Egyptian Gods: Ammit

In Egyptian mythology, Ammit is the funerary deity who represents the divine retribution of all souls. She appears with the head of a crocodile, the body of a lion or a wild cat and the hindquarters of hippopotamus (based on the premise that these are the largest and most feared man-eating animals known to ancient Egyptians). The name Ammit also spelled as Ammut, Amhemit, Ammet, Amam or Amemet.  Literally her name means “devourer” and so she also acquired titles like “The Devourer of the Dead”, “Devourer of Millions”, “Demoness of Death”, “Demoness of the Underworld”, “Eater of Hearts”, “Bone Eater”, “Eater of Souls”, “Greatness of Death”, and “Dweller or Devourer in Amenta (a place West of Nile where many Egyptian cemeteries were located)”.

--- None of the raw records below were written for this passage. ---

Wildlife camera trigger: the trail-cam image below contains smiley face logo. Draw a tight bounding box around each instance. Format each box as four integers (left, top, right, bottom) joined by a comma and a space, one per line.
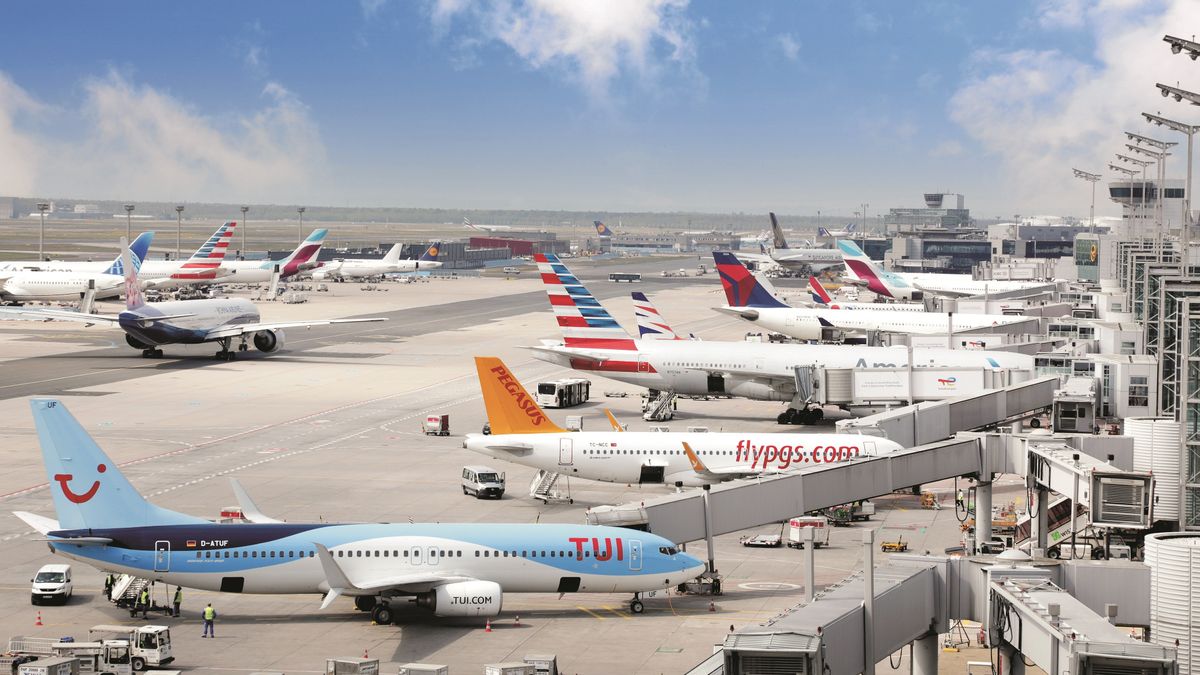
54, 463, 106, 504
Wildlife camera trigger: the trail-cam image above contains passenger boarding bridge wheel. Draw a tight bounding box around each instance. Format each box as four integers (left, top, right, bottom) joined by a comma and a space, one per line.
630, 599, 644, 614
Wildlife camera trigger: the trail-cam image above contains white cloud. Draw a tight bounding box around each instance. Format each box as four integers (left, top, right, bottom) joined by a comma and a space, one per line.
1037, 0, 1143, 29
429, 0, 700, 101
948, 0, 1200, 214
0, 69, 326, 203
777, 33, 801, 62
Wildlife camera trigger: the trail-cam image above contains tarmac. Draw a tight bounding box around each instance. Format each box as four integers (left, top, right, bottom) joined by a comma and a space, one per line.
0, 254, 1016, 673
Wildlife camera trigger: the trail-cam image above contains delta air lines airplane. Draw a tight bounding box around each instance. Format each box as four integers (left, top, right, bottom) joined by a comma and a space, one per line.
15, 399, 705, 623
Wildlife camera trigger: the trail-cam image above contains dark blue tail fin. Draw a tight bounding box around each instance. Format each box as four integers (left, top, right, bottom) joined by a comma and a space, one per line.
103, 232, 154, 275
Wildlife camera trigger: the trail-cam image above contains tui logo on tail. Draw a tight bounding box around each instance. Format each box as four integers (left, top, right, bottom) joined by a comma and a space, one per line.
54, 464, 106, 504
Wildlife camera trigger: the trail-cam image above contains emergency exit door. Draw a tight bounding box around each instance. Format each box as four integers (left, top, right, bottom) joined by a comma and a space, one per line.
559, 438, 573, 466
154, 540, 170, 572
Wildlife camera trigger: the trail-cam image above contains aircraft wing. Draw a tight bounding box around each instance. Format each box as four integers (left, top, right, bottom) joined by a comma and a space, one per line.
313, 543, 475, 608
0, 307, 121, 326
203, 317, 386, 341
731, 251, 775, 265
523, 344, 612, 364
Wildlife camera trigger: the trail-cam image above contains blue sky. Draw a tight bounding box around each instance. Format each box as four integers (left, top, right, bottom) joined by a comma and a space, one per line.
1, 1, 1197, 218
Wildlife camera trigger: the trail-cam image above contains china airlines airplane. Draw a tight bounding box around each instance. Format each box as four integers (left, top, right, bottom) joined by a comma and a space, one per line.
465, 357, 903, 487
838, 240, 1053, 300
0, 239, 386, 360
527, 253, 1033, 424
712, 252, 1030, 337
14, 399, 704, 623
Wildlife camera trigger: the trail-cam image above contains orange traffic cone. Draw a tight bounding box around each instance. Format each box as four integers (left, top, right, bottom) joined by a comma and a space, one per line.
35, 611, 43, 627
708, 601, 716, 613
485, 619, 492, 633
363, 649, 368, 659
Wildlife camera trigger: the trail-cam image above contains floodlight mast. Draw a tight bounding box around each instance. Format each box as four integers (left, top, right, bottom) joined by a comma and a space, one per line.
1144, 111, 1200, 271
1073, 169, 1101, 234
1125, 143, 1172, 228
1164, 35, 1200, 60
1110, 163, 1141, 236
1117, 154, 1153, 232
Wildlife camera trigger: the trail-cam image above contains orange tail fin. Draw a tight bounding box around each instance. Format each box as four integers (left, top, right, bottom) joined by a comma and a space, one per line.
475, 357, 565, 435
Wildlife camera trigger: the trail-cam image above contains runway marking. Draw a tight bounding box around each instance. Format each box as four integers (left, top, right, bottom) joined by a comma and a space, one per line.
602, 605, 632, 620
0, 366, 129, 390
577, 606, 607, 620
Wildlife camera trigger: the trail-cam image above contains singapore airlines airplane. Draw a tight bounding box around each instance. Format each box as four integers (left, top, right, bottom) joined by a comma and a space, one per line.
735, 213, 843, 272
312, 242, 442, 281
15, 399, 704, 623
465, 357, 904, 487
0, 239, 386, 359
712, 252, 1030, 338
838, 240, 1053, 300
526, 253, 1033, 423
0, 233, 153, 302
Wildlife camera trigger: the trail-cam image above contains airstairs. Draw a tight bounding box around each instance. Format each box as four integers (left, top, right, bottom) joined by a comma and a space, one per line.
642, 391, 677, 421
529, 470, 572, 504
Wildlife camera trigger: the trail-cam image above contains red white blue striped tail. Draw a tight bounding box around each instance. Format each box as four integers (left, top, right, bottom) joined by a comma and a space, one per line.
534, 253, 636, 350
632, 291, 683, 340
172, 221, 236, 280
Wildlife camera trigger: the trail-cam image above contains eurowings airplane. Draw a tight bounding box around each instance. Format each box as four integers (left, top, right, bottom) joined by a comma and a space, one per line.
313, 242, 443, 281
736, 213, 842, 272
465, 357, 903, 487
838, 240, 1054, 300
0, 233, 153, 302
712, 252, 1030, 337
213, 229, 328, 283
14, 398, 704, 623
0, 239, 386, 359
526, 253, 1033, 423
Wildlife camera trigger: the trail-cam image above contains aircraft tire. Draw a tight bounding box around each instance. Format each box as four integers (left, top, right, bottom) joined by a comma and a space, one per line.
371, 604, 393, 624
630, 599, 644, 614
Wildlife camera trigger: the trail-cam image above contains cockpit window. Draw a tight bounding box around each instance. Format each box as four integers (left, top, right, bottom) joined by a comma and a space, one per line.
658, 546, 678, 556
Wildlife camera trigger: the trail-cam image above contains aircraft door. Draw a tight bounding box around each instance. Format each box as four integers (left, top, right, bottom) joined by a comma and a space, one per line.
427, 546, 440, 566
628, 540, 643, 571
637, 357, 652, 373
864, 440, 876, 457
559, 438, 573, 466
409, 546, 423, 565
154, 541, 170, 572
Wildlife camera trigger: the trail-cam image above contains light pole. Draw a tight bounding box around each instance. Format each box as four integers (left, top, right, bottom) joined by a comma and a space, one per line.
861, 203, 869, 235
1072, 169, 1101, 233
297, 207, 306, 245
123, 204, 135, 243
1144, 112, 1200, 252
36, 202, 49, 261
1109, 164, 1139, 236
1117, 154, 1153, 233
1125, 143, 1173, 229
1126, 132, 1176, 228
240, 206, 249, 256
175, 205, 185, 260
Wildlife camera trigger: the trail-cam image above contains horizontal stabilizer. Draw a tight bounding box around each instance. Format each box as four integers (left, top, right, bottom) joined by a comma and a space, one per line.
13, 511, 59, 534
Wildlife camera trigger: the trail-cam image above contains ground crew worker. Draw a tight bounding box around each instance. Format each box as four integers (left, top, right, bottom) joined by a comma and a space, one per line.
173, 587, 182, 617
956, 488, 965, 510
202, 603, 216, 638
138, 587, 150, 619
103, 575, 113, 599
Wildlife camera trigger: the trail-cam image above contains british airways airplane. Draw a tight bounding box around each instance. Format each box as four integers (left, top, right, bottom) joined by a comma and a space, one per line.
15, 399, 704, 623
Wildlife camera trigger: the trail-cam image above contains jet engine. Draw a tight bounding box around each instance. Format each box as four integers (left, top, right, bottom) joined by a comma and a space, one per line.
252, 329, 285, 353
125, 334, 152, 350
416, 581, 502, 617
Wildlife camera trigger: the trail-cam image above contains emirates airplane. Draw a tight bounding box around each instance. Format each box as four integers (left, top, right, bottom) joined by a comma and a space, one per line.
527, 254, 1033, 424
465, 357, 903, 487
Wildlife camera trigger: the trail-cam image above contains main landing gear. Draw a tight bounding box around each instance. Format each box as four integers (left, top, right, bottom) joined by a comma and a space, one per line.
214, 337, 236, 361
355, 595, 394, 624
141, 348, 163, 359
778, 407, 824, 425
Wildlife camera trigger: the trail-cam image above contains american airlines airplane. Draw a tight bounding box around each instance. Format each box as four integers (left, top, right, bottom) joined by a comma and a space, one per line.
0, 239, 386, 359
527, 253, 1033, 423
312, 242, 442, 281
138, 222, 237, 289
0, 233, 153, 302
15, 398, 705, 622
213, 229, 328, 284
712, 252, 1030, 337
839, 241, 1053, 300
465, 357, 904, 487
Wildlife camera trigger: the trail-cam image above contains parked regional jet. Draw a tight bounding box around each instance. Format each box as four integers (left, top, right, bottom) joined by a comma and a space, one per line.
465, 357, 903, 487
0, 233, 153, 303
527, 254, 1033, 424
838, 241, 1054, 300
213, 229, 328, 283
0, 239, 386, 359
736, 213, 843, 272
15, 398, 704, 622
312, 242, 442, 281
712, 252, 1030, 337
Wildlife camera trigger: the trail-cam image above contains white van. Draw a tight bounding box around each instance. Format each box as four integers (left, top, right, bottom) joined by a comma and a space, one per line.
31, 564, 73, 605
462, 466, 505, 499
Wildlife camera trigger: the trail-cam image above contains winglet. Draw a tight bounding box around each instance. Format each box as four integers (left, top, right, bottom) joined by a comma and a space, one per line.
682, 442, 708, 474
474, 357, 566, 435
604, 409, 624, 432
229, 479, 283, 524
314, 542, 356, 609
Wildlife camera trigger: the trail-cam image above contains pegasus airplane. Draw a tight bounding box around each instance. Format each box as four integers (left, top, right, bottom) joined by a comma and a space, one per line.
0, 233, 153, 303
0, 239, 386, 359
313, 242, 443, 281
465, 357, 903, 487
15, 399, 704, 622
838, 240, 1053, 300
713, 253, 1029, 338
527, 253, 1033, 423
214, 229, 329, 284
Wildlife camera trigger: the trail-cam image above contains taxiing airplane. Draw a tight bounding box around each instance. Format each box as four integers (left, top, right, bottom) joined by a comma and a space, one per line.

According to the myths, Ammit sits beneath the Scales of Justice of Ma’at (Goddess of Truth) in the Hall of Truth before the Throne of Osiris (Patron of the Underworld). She waits for souls to be ferried in by Anubis (Conductor of Souls).  Each soul, after performing the crucial rituals after his death, is given the chance to defend the deeds of his previous existence.  Thoth (God of Wisdom) serves as the prosecutor while Osiris and the goddesses Isis and Nephthys are judges. After the prosecution, each heart of the deceased is weighed on the scale against an ostrich feather from the headband of Ma’at. If a heart’s weight is found to be “as light as a feather” (a sign of not being completely good but reasonably balanced), the soul is then given to Osiris for admittance to Aaru for eternal life. For hearts heavier than the feather, Anubis feeds the heart to Ammit for devouring, ensuring no further physical existence and eternal restlessness of the soul. This means dying the second time for believers. Ammit represents every aspect of afterlife that the Egyptians feared.

Other scholars believed that Ammit resides near the lake of fire in Duat (the underworld) and protects it. After every judgment, she throws the hearts of the wicked into the fiery lake to be destroyed.

Often she is not worshiped as other goddesses but is seen primarily as a warning that every Egyptian should abide by the principles of Ma’at. She is sometimes even personified as a demon, but in reality she acts as one to ensure order, enforce good, and ward off evil. She is an emblem that every person is given a chance to defend his or her actions before being adjudged to eternal damnation.

She is linked to the hippopotamus goddess Tawaret by virtue of appearance and evil-warding functions, and to Sekhmet by virtue of the lioness features and of their protective functions of the lake of fire.